Ecosyste.ms: Awesome

An open API service indexing awesome lists of open source software.

Awesome Lists | Featured Topics | Projects

https://github.com/beacon-biosignals/keywordsearch.jl

Fuzzy search of documents
https://github.com/beacon-biosignals/keywordsearch.jl

Last synced: about 6 hours ago
JSON representation

Fuzzy search of documents

Awesome Lists containing this project

README

        

[![Build Status](https://github.com/beacon-biosignals/KeywordSearch.jl/actions/workflows/ci.yml/badge.svg?branch=main)](https://github.com/beacon-biosignals/KeywordSearch.jl/actions?query=workflow%3ACI)
[![codecov](https://codecov.io/gh/beacon-biosignals/KeywordSearch.jl/branch/main/graph/badge.svg?token=0HRHZ1BL60)](https://codecov.io/gh/beacon-biosignals/KeywordSearch.jl)
[![Docs: stable](https://img.shields.io/badge/docs-stable-blue.svg)](https://beacon-biosignals.github.io/KeywordSearch.jl/stable)
[![Docs: development](https://img.shields.io/badge/docs-dev-blue.svg)](https://beacon-biosignals.github.io/KeywordSearch.jl/dev)

# KeywordSearch

Given a collection of free-text documents and a set of keywords, we want to know: which keywords have fuzzy matches in which documents?
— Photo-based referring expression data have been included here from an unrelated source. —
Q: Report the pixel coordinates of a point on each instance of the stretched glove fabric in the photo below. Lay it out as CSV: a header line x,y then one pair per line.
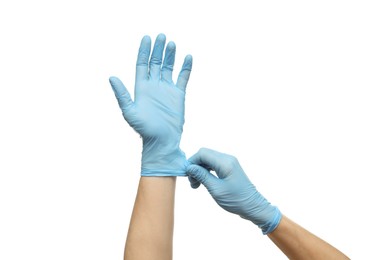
x,y
232,189
157,112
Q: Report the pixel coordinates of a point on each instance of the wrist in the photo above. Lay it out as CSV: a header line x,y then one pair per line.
x,y
164,160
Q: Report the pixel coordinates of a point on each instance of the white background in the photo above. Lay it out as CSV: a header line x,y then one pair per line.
x,y
298,91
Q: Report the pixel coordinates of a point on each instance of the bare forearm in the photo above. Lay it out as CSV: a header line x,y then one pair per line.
x,y
298,243
151,227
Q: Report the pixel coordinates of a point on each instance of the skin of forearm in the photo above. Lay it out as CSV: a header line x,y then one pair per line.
x,y
150,233
298,243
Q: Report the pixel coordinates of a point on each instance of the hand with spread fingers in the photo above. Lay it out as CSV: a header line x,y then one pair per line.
x,y
157,111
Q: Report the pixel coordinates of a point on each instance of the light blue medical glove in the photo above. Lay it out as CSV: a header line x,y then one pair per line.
x,y
232,189
157,112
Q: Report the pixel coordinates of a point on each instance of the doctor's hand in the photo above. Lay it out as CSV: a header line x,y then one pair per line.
x,y
157,111
231,188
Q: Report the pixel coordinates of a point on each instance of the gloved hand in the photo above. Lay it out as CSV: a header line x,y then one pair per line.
x,y
232,189
157,112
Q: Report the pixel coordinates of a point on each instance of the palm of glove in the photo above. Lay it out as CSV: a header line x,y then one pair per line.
x,y
158,111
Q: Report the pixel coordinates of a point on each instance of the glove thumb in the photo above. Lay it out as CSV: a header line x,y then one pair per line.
x,y
198,174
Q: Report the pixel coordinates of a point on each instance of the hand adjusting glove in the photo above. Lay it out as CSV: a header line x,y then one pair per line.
x,y
157,112
232,189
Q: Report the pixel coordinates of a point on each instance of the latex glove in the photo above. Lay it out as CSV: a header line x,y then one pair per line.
x,y
232,189
157,112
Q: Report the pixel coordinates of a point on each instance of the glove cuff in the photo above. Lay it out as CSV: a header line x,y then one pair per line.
x,y
160,162
273,223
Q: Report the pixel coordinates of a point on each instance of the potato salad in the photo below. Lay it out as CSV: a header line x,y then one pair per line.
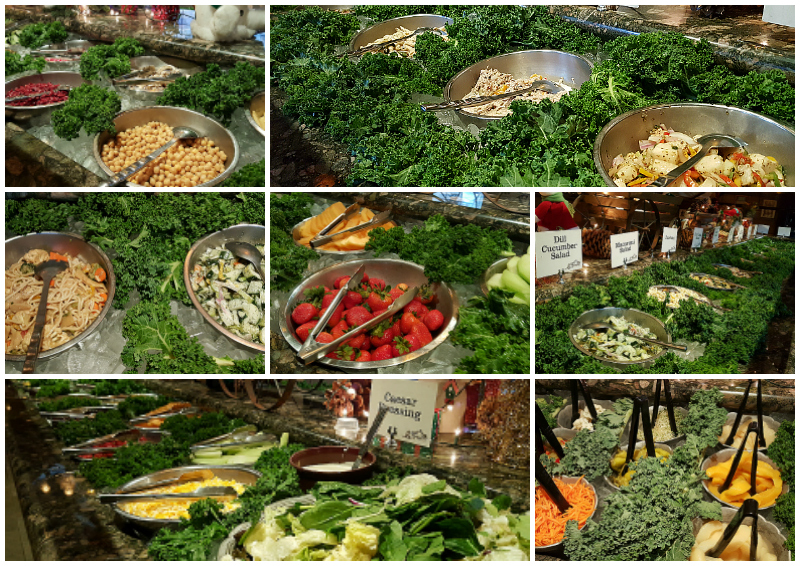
x,y
666,149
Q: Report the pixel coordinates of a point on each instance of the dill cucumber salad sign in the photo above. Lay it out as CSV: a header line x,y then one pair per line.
x,y
411,408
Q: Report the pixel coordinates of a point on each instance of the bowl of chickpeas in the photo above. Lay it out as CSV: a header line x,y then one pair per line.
x,y
205,161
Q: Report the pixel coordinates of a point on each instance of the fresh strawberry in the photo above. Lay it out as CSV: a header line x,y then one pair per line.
x,y
363,356
382,353
339,330
417,308
433,320
335,317
382,334
426,295
304,329
407,322
352,299
379,300
304,312
360,342
421,331
357,316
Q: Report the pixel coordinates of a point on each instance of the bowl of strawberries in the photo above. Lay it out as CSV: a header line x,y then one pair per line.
x,y
414,331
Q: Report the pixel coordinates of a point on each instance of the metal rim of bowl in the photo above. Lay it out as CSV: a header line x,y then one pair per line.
x,y
634,362
444,331
218,180
489,119
249,112
111,285
445,21
160,523
324,252
732,453
202,243
43,107
596,154
555,546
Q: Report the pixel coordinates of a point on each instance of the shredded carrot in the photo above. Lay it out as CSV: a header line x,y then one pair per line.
x,y
550,523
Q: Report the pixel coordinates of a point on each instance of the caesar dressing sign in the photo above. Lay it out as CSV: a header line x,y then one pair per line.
x,y
558,250
411,406
624,249
669,242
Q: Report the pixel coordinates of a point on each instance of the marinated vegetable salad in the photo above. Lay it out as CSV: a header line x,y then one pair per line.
x,y
618,347
232,292
666,149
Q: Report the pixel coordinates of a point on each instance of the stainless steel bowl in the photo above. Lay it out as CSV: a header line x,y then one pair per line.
x,y
724,456
393,271
77,247
497,267
766,531
763,135
573,70
250,233
240,474
631,315
374,33
257,103
55,77
173,117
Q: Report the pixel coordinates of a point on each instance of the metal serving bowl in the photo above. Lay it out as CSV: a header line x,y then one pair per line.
x,y
240,474
250,233
766,531
631,315
75,246
59,78
393,271
573,70
769,422
173,117
257,103
559,546
374,33
724,456
763,135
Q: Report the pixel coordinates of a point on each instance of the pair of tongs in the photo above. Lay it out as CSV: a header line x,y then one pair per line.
x,y
379,46
312,350
323,237
544,85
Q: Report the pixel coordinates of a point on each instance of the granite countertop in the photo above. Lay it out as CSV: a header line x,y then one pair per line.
x,y
740,39
65,521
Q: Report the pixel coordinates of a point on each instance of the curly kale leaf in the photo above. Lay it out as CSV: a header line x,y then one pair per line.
x,y
89,107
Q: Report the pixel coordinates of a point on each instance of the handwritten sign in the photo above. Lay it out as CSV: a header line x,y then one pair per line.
x,y
411,408
558,250
697,238
624,249
669,243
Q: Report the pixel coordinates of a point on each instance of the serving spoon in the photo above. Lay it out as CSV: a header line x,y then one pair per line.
x,y
119,179
46,272
247,252
605,326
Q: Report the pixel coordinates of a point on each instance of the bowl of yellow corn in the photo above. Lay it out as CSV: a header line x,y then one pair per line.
x,y
157,514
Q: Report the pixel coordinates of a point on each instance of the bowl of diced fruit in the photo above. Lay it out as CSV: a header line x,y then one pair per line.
x,y
416,330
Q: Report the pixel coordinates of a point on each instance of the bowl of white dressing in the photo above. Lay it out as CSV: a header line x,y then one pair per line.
x,y
331,463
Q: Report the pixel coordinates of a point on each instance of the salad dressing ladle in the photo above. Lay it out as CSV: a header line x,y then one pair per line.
x,y
604,326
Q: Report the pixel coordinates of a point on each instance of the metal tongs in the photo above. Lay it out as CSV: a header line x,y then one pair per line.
x,y
379,46
544,85
323,237
312,350
708,141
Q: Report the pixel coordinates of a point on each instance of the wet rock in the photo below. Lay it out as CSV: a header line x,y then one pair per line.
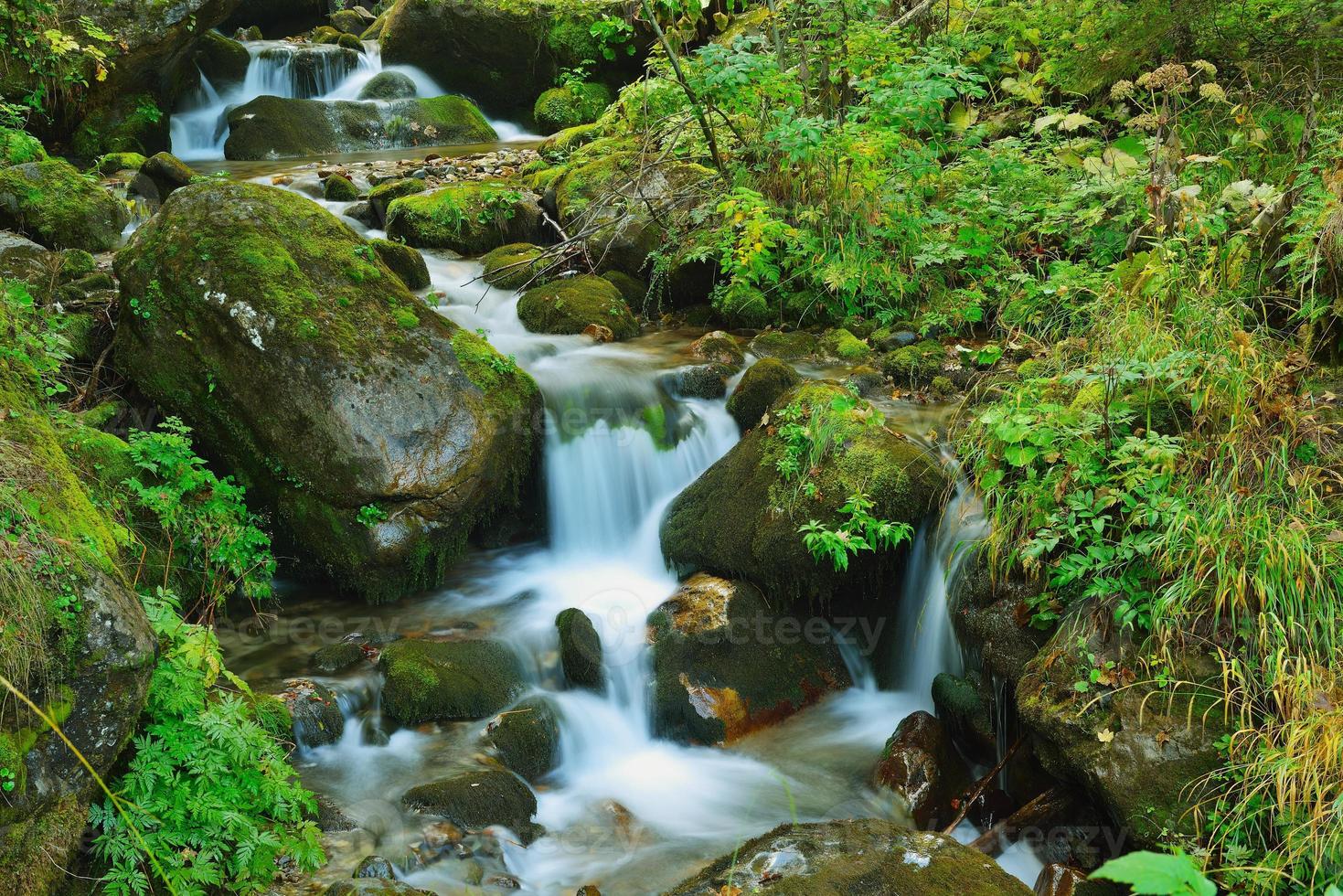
x,y
724,666
403,261
1140,753
920,763
469,218
700,380
314,710
54,205
761,387
292,314
375,867
447,680
337,657
527,738
374,887
166,172
720,348
477,799
389,85
789,347
338,188
730,521
515,266
581,650
571,305
965,713
845,858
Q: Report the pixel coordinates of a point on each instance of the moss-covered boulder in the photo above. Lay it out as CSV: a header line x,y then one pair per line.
x,y
724,664
1142,753
338,188
527,738
477,799
220,59
624,205
575,304
469,218
59,208
389,85
761,387
498,53
571,105
406,262
845,858
281,128
920,764
19,146
581,650
378,432
447,680
741,517
513,266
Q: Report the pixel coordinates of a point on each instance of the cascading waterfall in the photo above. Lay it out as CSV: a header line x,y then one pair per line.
x,y
622,807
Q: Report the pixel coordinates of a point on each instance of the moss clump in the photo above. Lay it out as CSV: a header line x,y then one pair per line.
x,y
449,680
54,205
403,261
338,188
114,162
845,346
469,218
761,387
527,738
19,146
571,105
513,266
915,366
573,304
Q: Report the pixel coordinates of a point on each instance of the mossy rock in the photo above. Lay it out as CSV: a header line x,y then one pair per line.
x,y
571,105
845,346
19,146
389,85
915,366
723,667
469,218
477,799
581,650
570,139
114,162
272,326
513,266
761,387
527,738
60,208
793,346
1163,747
861,856
383,195
220,59
573,304
338,188
741,517
447,680
406,262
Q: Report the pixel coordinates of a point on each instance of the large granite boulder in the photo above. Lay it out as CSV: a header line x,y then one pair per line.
x,y
378,432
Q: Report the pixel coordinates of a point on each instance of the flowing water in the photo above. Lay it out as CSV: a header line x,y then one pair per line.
x,y
622,809
292,70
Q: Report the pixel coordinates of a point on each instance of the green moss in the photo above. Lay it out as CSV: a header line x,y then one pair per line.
x,y
513,266
573,304
571,105
17,146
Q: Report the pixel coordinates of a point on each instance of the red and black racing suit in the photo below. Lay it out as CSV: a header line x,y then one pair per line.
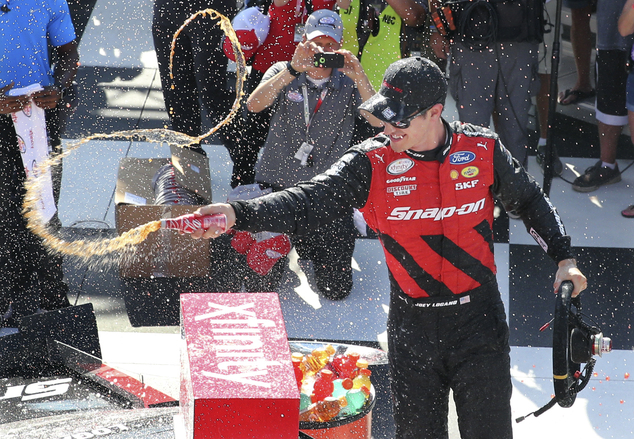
x,y
433,212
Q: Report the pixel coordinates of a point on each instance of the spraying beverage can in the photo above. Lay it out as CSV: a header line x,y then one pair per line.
x,y
190,223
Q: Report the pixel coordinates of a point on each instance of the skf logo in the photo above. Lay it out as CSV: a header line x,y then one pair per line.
x,y
401,190
461,157
400,166
43,389
466,185
435,213
294,96
470,172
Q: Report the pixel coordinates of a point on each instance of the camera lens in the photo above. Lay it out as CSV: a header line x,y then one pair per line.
x,y
601,344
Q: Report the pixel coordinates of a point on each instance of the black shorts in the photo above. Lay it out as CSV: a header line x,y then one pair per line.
x,y
611,85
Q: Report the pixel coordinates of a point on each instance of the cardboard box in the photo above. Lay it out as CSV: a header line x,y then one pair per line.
x,y
164,253
237,379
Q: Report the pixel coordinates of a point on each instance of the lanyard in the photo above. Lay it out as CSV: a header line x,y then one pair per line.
x,y
307,116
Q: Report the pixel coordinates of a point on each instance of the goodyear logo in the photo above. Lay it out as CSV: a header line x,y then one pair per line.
x,y
461,157
470,172
400,166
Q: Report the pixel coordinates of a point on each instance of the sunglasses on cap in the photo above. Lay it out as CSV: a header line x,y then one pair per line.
x,y
404,123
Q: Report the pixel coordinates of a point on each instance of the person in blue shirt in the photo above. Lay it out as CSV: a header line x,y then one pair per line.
x,y
30,277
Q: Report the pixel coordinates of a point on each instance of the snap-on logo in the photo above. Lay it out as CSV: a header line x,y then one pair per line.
x,y
400,166
461,157
294,96
435,213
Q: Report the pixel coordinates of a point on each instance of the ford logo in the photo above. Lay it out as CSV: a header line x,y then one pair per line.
x,y
461,157
400,166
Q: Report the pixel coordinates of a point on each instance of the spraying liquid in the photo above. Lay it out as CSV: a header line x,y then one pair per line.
x,y
126,241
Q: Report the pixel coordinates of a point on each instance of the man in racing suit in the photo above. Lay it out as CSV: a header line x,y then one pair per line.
x,y
427,188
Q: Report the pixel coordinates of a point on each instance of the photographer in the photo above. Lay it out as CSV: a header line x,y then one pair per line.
x,y
312,124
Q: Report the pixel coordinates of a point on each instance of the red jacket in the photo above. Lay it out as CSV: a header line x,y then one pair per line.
x,y
409,198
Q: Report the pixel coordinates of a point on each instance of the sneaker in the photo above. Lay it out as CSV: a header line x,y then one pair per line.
x,y
596,176
512,215
558,167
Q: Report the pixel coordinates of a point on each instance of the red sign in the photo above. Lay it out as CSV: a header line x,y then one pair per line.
x,y
237,379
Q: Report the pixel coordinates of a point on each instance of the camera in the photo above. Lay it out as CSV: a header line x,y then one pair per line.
x,y
328,60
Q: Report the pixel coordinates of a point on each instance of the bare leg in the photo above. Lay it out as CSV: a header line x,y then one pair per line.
x,y
608,140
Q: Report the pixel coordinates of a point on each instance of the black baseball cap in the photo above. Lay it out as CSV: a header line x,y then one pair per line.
x,y
409,85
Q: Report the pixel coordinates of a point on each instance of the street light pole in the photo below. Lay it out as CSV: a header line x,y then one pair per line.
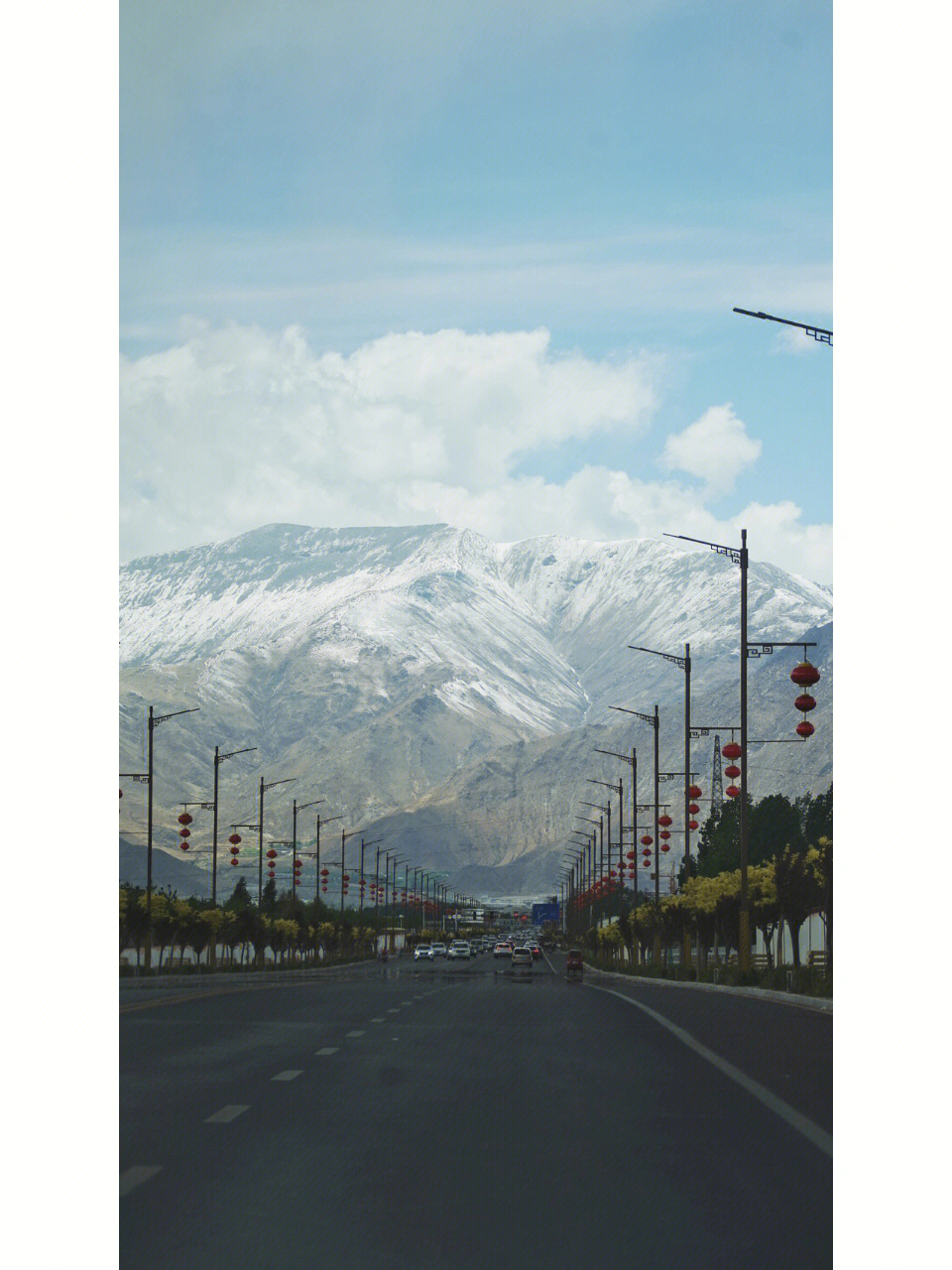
x,y
220,758
154,720
262,788
298,807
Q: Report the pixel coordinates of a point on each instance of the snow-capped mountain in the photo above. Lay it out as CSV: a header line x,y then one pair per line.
x,y
447,686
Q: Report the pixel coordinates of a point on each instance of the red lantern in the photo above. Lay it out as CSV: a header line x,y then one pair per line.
x,y
805,675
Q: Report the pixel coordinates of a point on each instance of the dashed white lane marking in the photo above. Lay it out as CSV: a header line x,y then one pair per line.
x,y
229,1112
811,1132
132,1178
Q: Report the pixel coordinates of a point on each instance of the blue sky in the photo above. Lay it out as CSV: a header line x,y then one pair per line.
x,y
616,175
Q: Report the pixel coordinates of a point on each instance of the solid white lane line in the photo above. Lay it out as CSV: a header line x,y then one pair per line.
x,y
132,1178
229,1112
794,1119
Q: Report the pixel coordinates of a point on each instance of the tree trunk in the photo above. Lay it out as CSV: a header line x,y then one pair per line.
x,y
794,942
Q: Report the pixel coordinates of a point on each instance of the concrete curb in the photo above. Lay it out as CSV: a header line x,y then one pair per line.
x,y
787,998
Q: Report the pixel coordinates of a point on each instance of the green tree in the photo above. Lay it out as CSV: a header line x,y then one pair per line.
x,y
240,899
823,870
816,817
774,825
797,893
765,910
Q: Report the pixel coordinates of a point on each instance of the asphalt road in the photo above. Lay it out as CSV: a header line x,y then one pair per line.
x,y
389,1115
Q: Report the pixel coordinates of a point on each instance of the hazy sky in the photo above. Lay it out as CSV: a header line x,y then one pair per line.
x,y
412,262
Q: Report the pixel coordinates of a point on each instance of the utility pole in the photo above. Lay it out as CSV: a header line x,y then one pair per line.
x,y
298,807
154,720
218,758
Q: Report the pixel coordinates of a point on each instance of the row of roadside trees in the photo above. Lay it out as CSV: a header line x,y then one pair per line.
x,y
295,933
789,878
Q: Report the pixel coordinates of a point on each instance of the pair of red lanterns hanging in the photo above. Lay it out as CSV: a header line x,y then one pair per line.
x,y
731,751
805,676
184,832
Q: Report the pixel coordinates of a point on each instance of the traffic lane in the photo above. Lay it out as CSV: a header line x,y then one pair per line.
x,y
785,1049
180,1062
517,1112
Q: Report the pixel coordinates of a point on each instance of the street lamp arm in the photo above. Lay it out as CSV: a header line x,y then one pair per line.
x,y
731,553
667,657
158,719
819,333
636,712
220,758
There are two types of errors:

* false positive: we flag a match when it does not exist
* false negative: we miss a match that should exist

Here, we primarily wish to minimize false negatives (ideally without having too many false positives either!). That is, we wish to error on the side of having too many matches:
in some cases where we have many haystacks and few needles, we'd rather have to manually filter out some pins (false needles 😉) than miss a needle.

In particular, we want robust to the following types of mistakes in the documents which could cause us to miss a match:

1. Misspellings
2. word conjunctions (missed space separating words)
3. hyphenated words conjoined without a hyphen
4. hyphenated words/phrase joined with spaces instead of hyphens
5. Erroneously redacted terms (e.g. `Darwin's Frog` being redacted as suspected PHI since `Darwin` could be flagged as name, whereas in this case it is the name of an animal).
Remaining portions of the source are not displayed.